Église, monarchistes et républicains refusent aux femmes l'accès à l'instruction, tant la nature les voue à leurs tâches domestiques et à la maternité. Il faut attendre la loi Duruy de 1867 pour que l'État consente un effort éducatif (chaque commune de plus de 500 habitants doit avoir une école de filles). A la veille des lois Ferry, le journal Le Gaulois se désole : 


"La jeune fille française, élevée dans la protection vigilante de la famille, avait été avec soin préservée de l’éducation garçonnière et des brutalités de la science. Elle grandissait parmi les sourires et les joies, comme une fleur dans le soleil ; elle grandissait dans une poétique ignorance des mystères des choses […]. Et cette paix candide de jeune fille, cette délicieuse floraisons de pudiques désirs, ces élans d’idéale bonté qui plus tard font l’amour de l’épouse, le dévouement de la femme et le sacrifice de la mère, tout ce charme exquis, toute cette poésie […], tout cela va disparaître ! On va supprimer la jeune fille […]. On leur apprendra tout, même la rébellion contre la famille, même l’impureté.

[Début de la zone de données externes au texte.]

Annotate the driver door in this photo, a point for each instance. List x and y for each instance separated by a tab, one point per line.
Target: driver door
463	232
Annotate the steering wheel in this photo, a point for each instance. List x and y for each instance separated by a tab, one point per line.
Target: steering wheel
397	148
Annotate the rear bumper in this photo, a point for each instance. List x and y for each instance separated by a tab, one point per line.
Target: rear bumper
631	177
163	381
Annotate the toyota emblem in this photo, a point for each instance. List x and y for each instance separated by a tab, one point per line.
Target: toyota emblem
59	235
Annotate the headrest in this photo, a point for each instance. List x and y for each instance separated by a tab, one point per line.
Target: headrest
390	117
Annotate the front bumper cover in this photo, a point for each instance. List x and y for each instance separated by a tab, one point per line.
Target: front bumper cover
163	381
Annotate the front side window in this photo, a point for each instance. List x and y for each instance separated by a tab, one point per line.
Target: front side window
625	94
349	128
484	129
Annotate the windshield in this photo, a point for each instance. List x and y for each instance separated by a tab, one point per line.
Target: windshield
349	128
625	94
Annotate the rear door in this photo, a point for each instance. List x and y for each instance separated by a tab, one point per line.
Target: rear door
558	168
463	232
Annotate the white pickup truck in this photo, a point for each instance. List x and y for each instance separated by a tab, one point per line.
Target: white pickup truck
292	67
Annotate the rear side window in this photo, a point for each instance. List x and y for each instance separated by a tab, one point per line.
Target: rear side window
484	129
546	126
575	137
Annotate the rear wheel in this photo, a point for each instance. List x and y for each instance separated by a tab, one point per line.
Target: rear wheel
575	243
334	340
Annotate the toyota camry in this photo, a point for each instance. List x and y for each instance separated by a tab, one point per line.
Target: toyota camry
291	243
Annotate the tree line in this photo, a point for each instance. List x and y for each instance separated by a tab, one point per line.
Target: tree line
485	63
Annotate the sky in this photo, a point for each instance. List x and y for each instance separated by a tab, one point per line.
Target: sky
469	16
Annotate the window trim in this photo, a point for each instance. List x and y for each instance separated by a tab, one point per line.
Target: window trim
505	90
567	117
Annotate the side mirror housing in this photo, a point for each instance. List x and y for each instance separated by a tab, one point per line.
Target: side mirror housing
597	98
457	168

Elles n’auront même pas été vierges avant de devenir femmes."

25 novembre 1880
 


4) Du féminisme au "suffragisme"
Terme d’origine médicale, le féminisme désigne tout d'abord un homme manquant de virilité (Alexandre Dumas l'évoque dans cette acception). Les dernières années du Second Empire permettent une résurgence du féminisme, dans son sens moderne. En 1870, la journaliste Maria Deraismes fonde l’Association pour le droit des femmes, pour l’obtention des droits civils et de réformes en faveur de l’éducation des filles. 
Dans les années 1880, le féminisme réunit des groupes aux revendications plus ou moins radicales. Conférences, journaux,  manifestations, autodafés du Code Civil, les premières féministes revendiquent d'abord droits sociaux et droits civils :  
- l’accès des femmes à l’éducation (ouverture des lycées aux filles en 1880, mais sans les matières nobles comme le latin ou la philosophie, et sans préparation du baccalauréat, donc sans accès à l’université),  
- réforme du Code civil (le divorce est rétabli en 1884),
-  conquête de nouveaux métiers (les infirmières remplacent peu à peu les religieuses, les institutrices - cantonnées aux classes de filles -, vendeuses de magasin et employées de bureau, « demoiselles des postes et du téléphone »). 
Au travail, les ouvrières, très peu syndiquées, n’entendent guère parler du droit des femmes. 
La III° République, issue de la chute de Napoléon III en septembre 1870, rétablit le suffrage « universel », mais sans y inclure les femmes. Victor Hugo, qui est un temps président d'honneur de la Ligue française pour le droit des femmes, le déplore : « Il y a des citoyens, il n’y a pas
de citoyennes. C’est là un état violent, il faut qu’il cesse ». Un mouvement suffragiste fait alors son apparition. Des militantes radicales, comme la socialiste Hubertine Auclert, multiplient les épreuves de force : refus de payer l’impôt (« Je ne vote pas, je ne paie pas »), manifestation contre le 14 juillet, attaques d'urnes, candidature électorale. La presse parle alors de « suffragette », comme en Angleterre. Peu à peu, les mouvements féministes issus des classes moyennes se rallient à une forme modérée du suffragisme : seul le suffrage municipal est réclamé.

Sarah Bernhardt

Sarah Bernhardt (1844-1923) : elle est l'héroïne dans "La Tosca", drame de Victorien Sardou. Une photographie stéréoscopique des ateliers Nadar, extraite des expositions en ligne du Ministère de la Culture. 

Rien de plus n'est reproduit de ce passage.